BIST 9.273
DOLAR 34,50
EURO 36,47
ALTIN 2.910,66
HABER /  GÜNCEL

Hırvatistan kamuoyu AB üyeliğinden soğuyor mu?

BBC'nin muhabiri Mark Lowen, Hırvatistan'ın üyelik müzakerelerini 2012 sonunda bitirmeyi hedeflediğini, ancak ülke nüfusunun üyeliğe şüpheli yaklaştığını söylüyor.

Abone ol

Hırvatistan, 2012 yılında birliğin 28. üyesi olmayı umuyor

Hırvatistan nüfusu, Avrupa Birliği üyeliği konusunda tereddütlü.

Mario Pecnik ve eşi, yıllardır ürettikleri peynirin uzmanı, süt hangi dereceye kadar ısıtılmalı, tuz ne zaman eklenmeli hepsini biliyorlar.

Ancak Mario, peynir ürettiği tesisleri Avrupa Birliği standartlarına göre yeniden düzenlemek için 72 bin dolar harcamış.

Kendisinin bu harcamayı yapabildiğini, ancak daha eski ve küçük üreticilerin bu maliyetin altından kalmayacağını ve piyasadan silineceğini anlatıyor.

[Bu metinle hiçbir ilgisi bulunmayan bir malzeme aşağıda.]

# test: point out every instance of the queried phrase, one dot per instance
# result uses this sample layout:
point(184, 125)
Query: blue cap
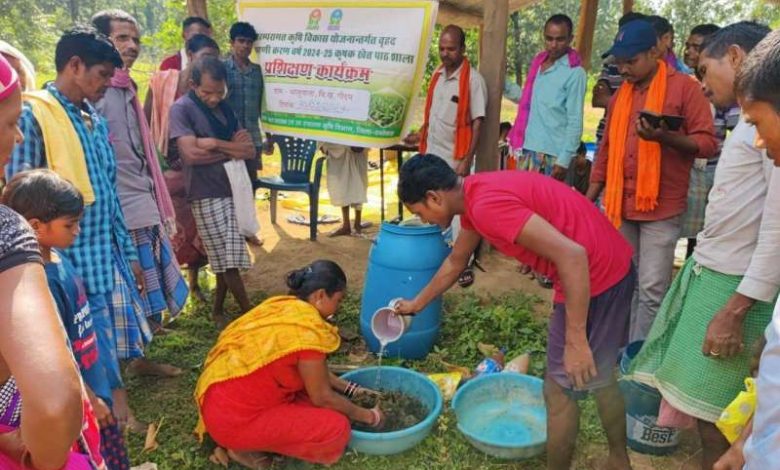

Ne kadar çok değişiklik yapılması gerektiğini fark ettiğinde çok şaşırdığını söyleyen Mario, "benim için böyle daha iyi oldu, ama diğerleri bu durumu kabul edemiyor. Adapte olamayacaklar ve kapanmaları gerekiyor. Dolayısıyla, Avrupa Birliği'nin gerekliliklerine dair kızgın olmalarını anlıyorum" diyor.

'İvme devam etmeli'

Pecnik, AB standartlarına uyum sağlayamayanlar işsiz kalacak diyor

Hırvatistan'da Avrupa Birliği'ne dair şüpheci yaklaşımın nedenleri arasında bu değişiklik korkusu ve yerel geleneklerle duyulan gurur var.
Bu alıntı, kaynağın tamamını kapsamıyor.